Let’s think about what the whole process might look like for single RGB values. We can represent the pulling of each color closer to slight variations of itself (neighbors on this color cube) as drawing an edge between two vertices in a graph. In this example, it’s clear that the shortest path distance between two colors will be roughly proportional to their visual difference.

Likewise for images, we can say that more similar samples are fewer local augmentations away from each other than vastly different ones. Unlike in the RGB example, we’re not enumerating every possible image, so the idea of a fully connected discrete graph doesn’t exactly apply. With that said, when we have many images, especially relative to our number of embedding dimensions, the augmentation distributions of images may start to overlap and form chains analogous to the prior example.

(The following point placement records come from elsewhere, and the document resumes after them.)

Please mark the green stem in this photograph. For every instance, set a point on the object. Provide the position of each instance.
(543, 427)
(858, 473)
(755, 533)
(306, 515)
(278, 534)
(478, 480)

Also: such embeddings are commonly used for the task of semantic similarity, but nothing we’ve done thus far seems to strongly support the “semantic” part. It turns out that this isn’t something inherent to the contrastive learning algorithm. This makes sense; it feels unlikely that such a complex and subjective metric would spontaneously emerge.

The model’s notion of similarity is prescribed by the set of augmentations used during training. If we trained it with “change the color of n pixels”, we might get a embedder that approximates hamming distance. A model that can do semantic similarity is the result of a carefully chosen set of augmentations that destroys as much of the visual match as possible while still depicting “the same thing”.